Macros blinked, as if trying to remember. ‘I don’t remember exactly what occurred next. But I think I spoke to Sarig, and either I died and he took me before I went to the Hall of Lims-Kragma, or he got me just before my death; but from that moment on, I was Sarig’s creature.
‘It may be my prayer was the first to him since the Chaos Wars, though someone had to have built that shrine. Maybe someday I’ll know. But whatever else, that dying prayer opened an avenue, a conduit if you will, and from that ruined temple I emerged no longer a boy, but a man of magic. I knew things as if I possessed memories of them, yet I know they weren’t my memories. Sarig was within me, and part of me was within Sarig.’
‘No wonder you had such power,’ said Pug.
Macros looked from face to face. ‘To understand what I’m about to tell you, you need put aside all prejudices and preconceptions.
‘The gods are both real and illusion. They are real in that they exist and exert force over this world and our lives. They are illusions in that they are nothing like what we perceive them to be.’
Nakor laughed his cackling laugh. ‘This is wonderful!’
Pug nodded.
Macros said, ‘Forces exist in nature, and we interact with them. As we think of them, some of them become what we think.’
‘Wait a minute,’ said Miranda. ‘You’ve lost me.’
‘Think of ancient humans, huddled in a cave and contemplating the wonder of fire. On a cold, wet night, it’s their friend and a source of life. They give to that fire a personality, and after a while they worship it. Then that evolves into the worship of the spirit of fire, which in turn becomes the god of fire.’
‘Prandur,’ said Pug.
‘Exactly,’ said Macros. ‘And when enough people worship, the energy that we call Prandur begins to manifest certain aspects, certain attributes that match the expectations of the worshipers.’
Nakor was almost beside himself with glee. ‘Man creates the gods!’ he exclaimed.

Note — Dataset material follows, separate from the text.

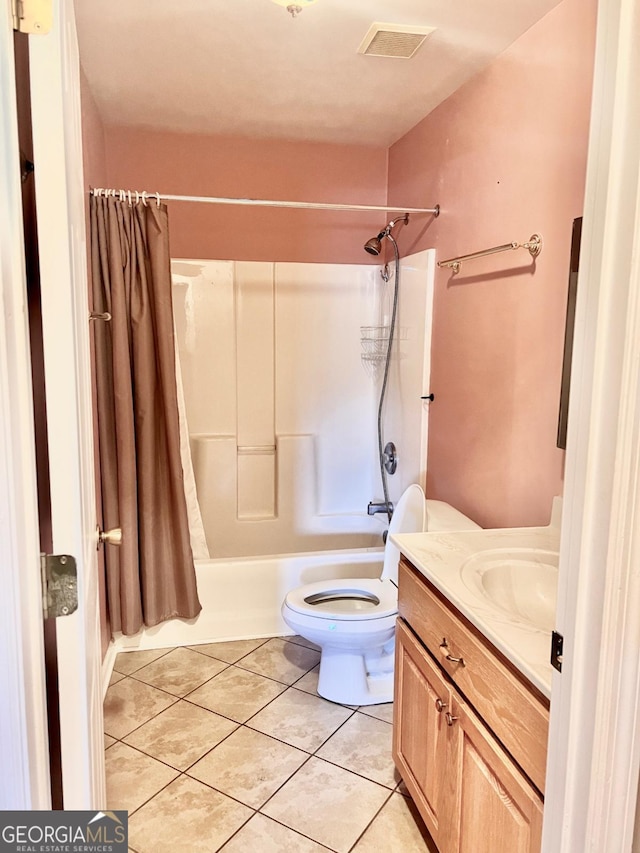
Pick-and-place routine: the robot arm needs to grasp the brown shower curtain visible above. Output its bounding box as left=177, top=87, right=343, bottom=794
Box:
left=90, top=196, right=201, bottom=634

‘In a manner of speaking,’ said Macros. His eyes reflected a deep pain. ‘For most of my life I’ve been a part of Sarig, his agent on Midkemia and elsewhere, his eyes and ears, and I thought my ultimate fate was to merge with him, to assume his mantle and return magic in all its glory to Midkemia.’ Glancing at Pug, he said, ‘You were one of my better experiments. You returned the Greater Magic to Midkemia.’
‘This is all very interesting,’ said Miranda, ‘but what about Mother?’
Nakor lost his grin. ‘I think Jorna is dead.’
Miranda said, ‘What? How do you know?’
‘When I last saw her, I sensed that another inhabited her body, and that which we knew as your mother was absent. I can only assume she is dead, or hidden away someplace.’
Pug asked, ‘How do all of you fit in this?’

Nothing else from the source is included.